Des leçons d’écriture

Ce livre à l’écriture somptueuse où les phrases s’enroulent et se déroulent dans un style fait de reprises, de traits d’humour mêlés à une grande émotion, de relatives acrobatiques très efficaces, est aussi une belle réflexion sur la littérature, et nous met au plus près de la genèse des romans que Jean Rouaud a regroupés dans Le Livre des morts, notamment les fameuses pages sur la pluie dans Les Champs d’honneur : « De même que c’est une après-midi de pluie lancinante, ce rideau de perles qui gouttait du toit et m’enfermait dans le kiosque comme ces aventuriers trouvant refuge derrière une cataracte, qui me réconcilia avec la météo de ma Loire-Inférieure. La rue se vidait de ses passants, les Parisiens se moquent du froid mais n’aiment pas la pluie, ce qui me changeait de Nantes où les goûts sont rigoureusement inverses. Le travail de classement et les comptes achevés, dérangé par rien que par le martèlement de l’averse sur le toit de plexiglas, j’avais tout le temps de la regarder tomber. Et c’était mon pays de pluie qui resurgissait. Le kiosque patiemment recollait les morceaux de mon enfance. » L’auteur revient sur les difficultés, les contradictions et les exigences qui lui rendaient l’écriture si difficile, comme de nager à contre-courant : « Comment restituer ces instantanés en les donnant littérairement à voir ? À dire vrai, c’était la grande question pour moi, avec laquelle je me battais depuis plusieurs années, résistant aux appels du réel au nom d’impératifs formels, au point de considérer comme dégradant d’appeler les choses par leur nom. Car voir et chanter ne semblaient pas évoluer dans la même catégorie de l’esprit.
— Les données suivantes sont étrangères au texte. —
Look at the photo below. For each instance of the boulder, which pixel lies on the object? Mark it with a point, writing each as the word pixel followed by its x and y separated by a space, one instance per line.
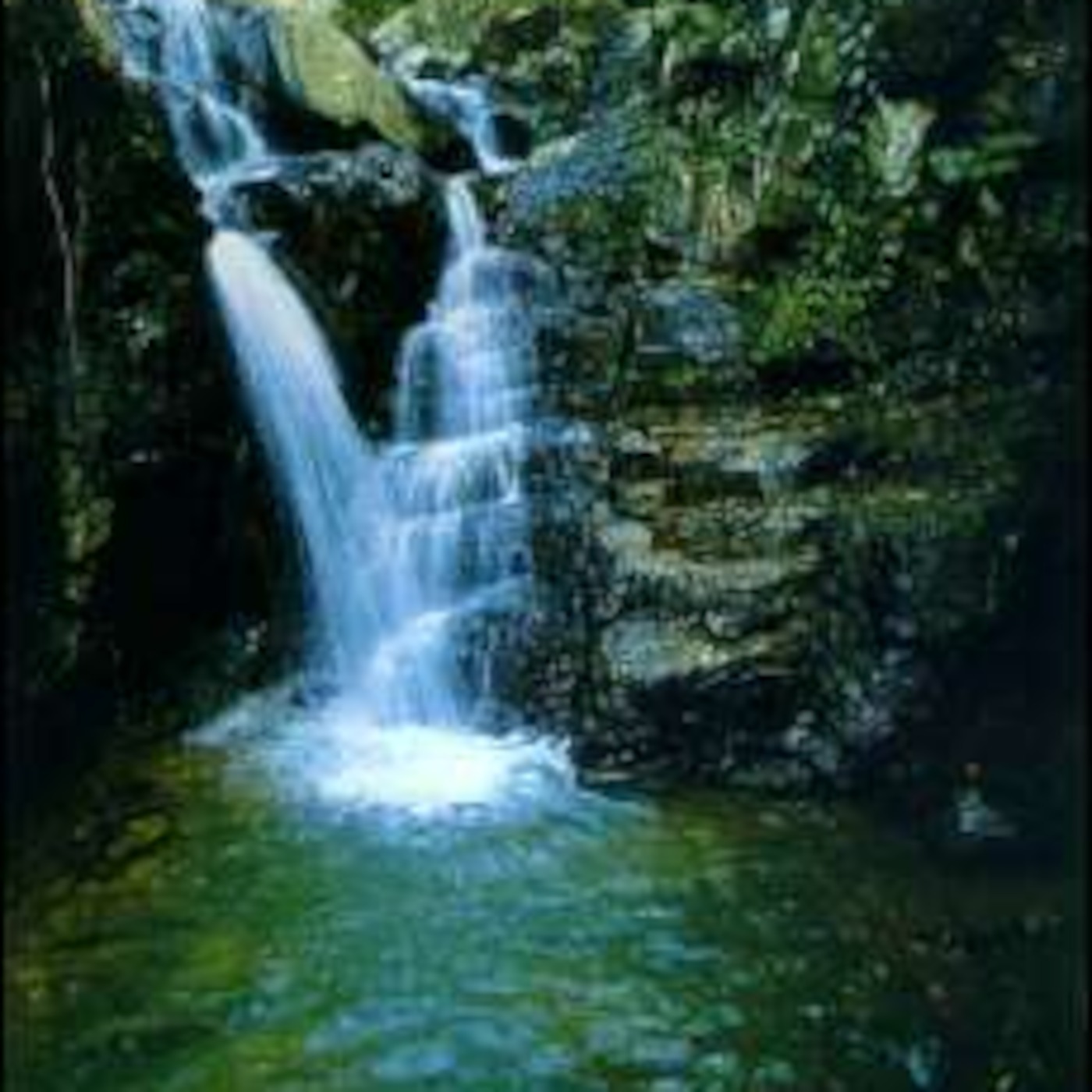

Comment concilier les inconciliables ? Quelle place à la poésie quand on appelle un chat un chat ? »

 

Ce livre mélancolique sans être nostalgique force l’admiration pour une écriture si puissante et si maîtrisée et pour cet écrivain dont on a immédiatement envie de relire les premiers livres, comme pour tenir les deux bouts du temps et de la création, et s’émerveiller encore de tout ce qui se préparait durant ces sept ans de réflexion : « C’est la seule trace que j’ai conservée de mes années au kiosque, ce petit carnet Rhodia à couverture orange, tenant dans la paume d’une main, où le soir je recopiais les haïkus de la journée. Il me suffit de le feuilleter et tout le quartier de la rue de Flandre reprend à s’animer. » Ils se développent ici comme des fleurs de thé, pour notre plus grand plaisir.